As stated earlier, the intent of the phonoscopic exam is different from that of the diagnostic exam performed by an otolaryngologist. However, observation of the larynx over a wide range of voicing and other tasks may aid the diagnosis of tissue pathology, as well as vocal pathology. This is because laryngeal pathology, like vocal pathology, may be observed only intermittently or may be visualized more easily during certain laryngeal behaviors. A patient with bowing of the vocal folds may appear to have relatively normal vocal fold closure at higher fundamental frequencies but demonstrate significant glottic incompetence at lower frequencies. Because some larynges are difficult to observe at lower frequencies, due to a lowering of the larynx and shortening of the vocal folds, bowing of this type may be missed. Anterior commissure pathology may not be visualized unless the true vocal folds are widely abducted, and pathology that may be displaced below the vocal folds on voicing (ie, polyps, granulomatous lesions) may be more easily observed on voice produced on inspiration (Figs. 8.5 and 8.6). Infrequently, we have identified lesions that were not apparent until the patient was engaged in rigorous voice use for some period of time. This pathology (ie, ventricular cyst) appears to become pneumatized with such exercise and affects voice only in these circumstances. Careful questioning of the patient may prompt the clinician to simulate the situation implicated.
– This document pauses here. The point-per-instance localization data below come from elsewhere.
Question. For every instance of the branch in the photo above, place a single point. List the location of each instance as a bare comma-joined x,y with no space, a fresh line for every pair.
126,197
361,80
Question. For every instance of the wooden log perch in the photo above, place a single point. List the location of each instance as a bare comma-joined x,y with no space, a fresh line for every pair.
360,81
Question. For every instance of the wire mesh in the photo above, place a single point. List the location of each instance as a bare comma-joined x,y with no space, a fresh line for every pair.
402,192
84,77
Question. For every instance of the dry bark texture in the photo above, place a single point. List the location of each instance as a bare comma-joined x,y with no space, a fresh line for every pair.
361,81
Fig. 8.4 (A) A patient with glottic insufficiency producing voice at soft intensity. (B) With even a small increase in loudness, evidence of false fold constriction and medialization become apparent. The inability of the true vocal folds to increase resistance with increased subglottal pressure (necessary to increasing vocal loudness) is likely related to the maladaptive behavior observed. The evidence of false fold behavior is readily observed visually but may not be apparent in voice until some time after its onset.
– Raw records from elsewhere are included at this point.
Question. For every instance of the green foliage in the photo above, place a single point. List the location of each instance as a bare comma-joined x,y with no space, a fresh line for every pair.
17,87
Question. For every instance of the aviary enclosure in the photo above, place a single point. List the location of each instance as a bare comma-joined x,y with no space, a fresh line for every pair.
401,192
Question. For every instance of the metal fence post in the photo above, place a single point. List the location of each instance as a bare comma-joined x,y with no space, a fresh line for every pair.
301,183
Fig. 8.5 The true folds remain partially abducted (A), obscuring the lesion, which reflects greater abduction of the true folds (B).

In other instances, the clinician may find that laryngeal pathology is masked by maladaptive laryngeal behaviors. This can be particularly true when voice production involves use of the false vocal folds or constriction of other supraglottic structures. Relaxation of these postures through treatment probing permits a more thorough evaluation of underlying structures and may lead to the identification of laryngeal pathology not previously recognized (Fig. 8.7). The possibility that voicing behaviors can mask laryngeal pathology also underscores the need for observing the larynx in nonphonatory tasks or in circumstances that permit thorough examination of laryngeal structures.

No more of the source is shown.